Pour les sacoches de tige de selle et de cintre, il vaut mieux ne pas partir sur du trop gros format. On pourra y glisser des objets qui sont encombrants mais qui restent légers comme son sac de couchage par exemple. Rien n’oblige à acheter toute la panoplie du bikepacker d’un coup. On peut commencer par une sacoche, puis deux, puis trois. Je recommande surtout de privilégier la multiplicité des rangements en utilisant des petites sacoches, à placer sur le tube horizontal par exemple. Cela permet de conserver un accès facile à son téléphone ou à la nourriture que l’on consomme en route. Il existe aussi des porte-bidons à usage multiple qui peuvent se fixer sur la fourche ou sur le guidon et qui sont très pratiques. Ayez en tête qu’il n’y a pas de de solution universelle. A chacun d’effectuer des essais et de personnaliser sa configuration en fonction de son ressenti et de ses habitudes. »
Ouvrir de parcours gravel
Se tester en conditions réelles pour apprendre à habiter sa monture. Car c’est bien de cela dont il s’agit. Investir sa machine comme un foyer, y être à l’aise pour y pédaler, mais aussi pour manger, pour dormir en sa compagnie. En faire une partenaire intime, 24/24h. Ce sont des années d’expérience qui ont permis à Patricia de franchir toutes ces étapes et d’atteindre le niveau de maîtrise de la longue distance qu’elle possède aujourd’hui. Et elle n’a pas prévu de s’arrêter en si bon chemin.
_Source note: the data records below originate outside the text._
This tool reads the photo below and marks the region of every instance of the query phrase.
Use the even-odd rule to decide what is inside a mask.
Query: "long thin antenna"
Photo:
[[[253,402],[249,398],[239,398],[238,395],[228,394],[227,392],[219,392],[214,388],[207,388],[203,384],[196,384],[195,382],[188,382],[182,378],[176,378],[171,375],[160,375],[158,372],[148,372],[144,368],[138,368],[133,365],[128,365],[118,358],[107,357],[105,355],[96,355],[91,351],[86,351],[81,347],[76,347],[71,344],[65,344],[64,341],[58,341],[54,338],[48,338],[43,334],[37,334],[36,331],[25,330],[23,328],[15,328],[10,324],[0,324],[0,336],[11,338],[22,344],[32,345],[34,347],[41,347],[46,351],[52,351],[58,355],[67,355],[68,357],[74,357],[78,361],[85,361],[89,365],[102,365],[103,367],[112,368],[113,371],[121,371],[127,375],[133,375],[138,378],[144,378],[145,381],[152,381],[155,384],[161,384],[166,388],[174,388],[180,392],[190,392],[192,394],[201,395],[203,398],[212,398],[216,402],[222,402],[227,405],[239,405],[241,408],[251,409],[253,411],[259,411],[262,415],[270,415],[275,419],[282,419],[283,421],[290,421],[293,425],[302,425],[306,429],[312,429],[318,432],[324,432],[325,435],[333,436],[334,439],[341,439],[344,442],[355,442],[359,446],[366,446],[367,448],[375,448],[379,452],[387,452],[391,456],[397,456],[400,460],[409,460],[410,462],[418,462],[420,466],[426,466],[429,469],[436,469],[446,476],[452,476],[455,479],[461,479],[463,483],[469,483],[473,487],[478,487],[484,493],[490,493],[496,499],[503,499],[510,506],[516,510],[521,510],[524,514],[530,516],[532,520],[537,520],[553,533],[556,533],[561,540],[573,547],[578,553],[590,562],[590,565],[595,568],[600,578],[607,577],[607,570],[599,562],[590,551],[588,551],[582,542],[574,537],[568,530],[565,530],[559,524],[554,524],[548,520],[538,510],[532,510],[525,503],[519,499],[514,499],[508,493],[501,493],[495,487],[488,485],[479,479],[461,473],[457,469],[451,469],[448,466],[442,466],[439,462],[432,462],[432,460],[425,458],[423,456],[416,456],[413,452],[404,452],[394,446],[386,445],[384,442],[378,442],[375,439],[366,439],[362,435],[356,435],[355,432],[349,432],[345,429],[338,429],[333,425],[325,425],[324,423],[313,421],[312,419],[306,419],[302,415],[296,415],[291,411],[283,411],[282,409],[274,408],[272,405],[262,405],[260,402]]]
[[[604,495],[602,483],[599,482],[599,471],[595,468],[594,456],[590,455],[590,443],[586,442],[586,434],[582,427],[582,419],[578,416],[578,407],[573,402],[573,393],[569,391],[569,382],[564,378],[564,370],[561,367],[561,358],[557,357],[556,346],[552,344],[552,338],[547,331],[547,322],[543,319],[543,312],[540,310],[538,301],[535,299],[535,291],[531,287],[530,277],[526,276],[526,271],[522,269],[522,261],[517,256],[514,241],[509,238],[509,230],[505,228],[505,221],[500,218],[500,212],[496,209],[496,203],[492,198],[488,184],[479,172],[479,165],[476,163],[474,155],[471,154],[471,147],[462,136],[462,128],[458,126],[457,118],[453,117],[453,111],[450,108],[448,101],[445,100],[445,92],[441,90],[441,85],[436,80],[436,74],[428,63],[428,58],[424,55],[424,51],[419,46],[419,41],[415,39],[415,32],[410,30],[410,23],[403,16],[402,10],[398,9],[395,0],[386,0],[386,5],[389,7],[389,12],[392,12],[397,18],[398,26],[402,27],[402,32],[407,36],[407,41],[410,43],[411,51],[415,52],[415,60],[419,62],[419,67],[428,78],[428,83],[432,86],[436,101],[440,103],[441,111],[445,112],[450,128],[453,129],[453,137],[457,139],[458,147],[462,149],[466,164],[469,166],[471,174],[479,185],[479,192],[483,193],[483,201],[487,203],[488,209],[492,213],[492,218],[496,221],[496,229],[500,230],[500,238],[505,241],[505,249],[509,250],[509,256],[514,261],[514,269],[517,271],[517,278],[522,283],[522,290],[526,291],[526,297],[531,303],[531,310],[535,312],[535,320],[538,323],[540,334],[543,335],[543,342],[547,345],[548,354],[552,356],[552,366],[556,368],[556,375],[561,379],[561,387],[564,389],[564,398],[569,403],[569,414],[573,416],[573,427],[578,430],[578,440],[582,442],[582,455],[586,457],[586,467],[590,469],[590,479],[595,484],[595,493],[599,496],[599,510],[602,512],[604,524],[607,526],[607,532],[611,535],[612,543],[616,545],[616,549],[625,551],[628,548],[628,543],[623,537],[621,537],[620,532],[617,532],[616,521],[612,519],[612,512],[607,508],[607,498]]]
A la fin de l’année scolaire, elle prendra sa retraite de prof d’anglais. L’occasion de dégager plus de temps encore pour se consacrer à sa carrière d’ultra cycliste. Dans son viseur, la Navad 1000 en juin et la Bohemia Divide, en septembre. Mais si elle affectionne la casquette de compétitrice, elle envisage également d’enfiler celle de défricheuse.
Elle repère actuellement, sur le pas de sa porte, un parcours typé gravel de 500 km qui sillonnera notamment les monts du Beaujolais, de la Madeleine et du Forez. Le nom de cette randonnée sportive permanente : les 7 Mineurs. Un clin d’œil à l’épopée alpine des 7 Majeurs, initiée par le team Cyclosportissimo dont elle fait partie.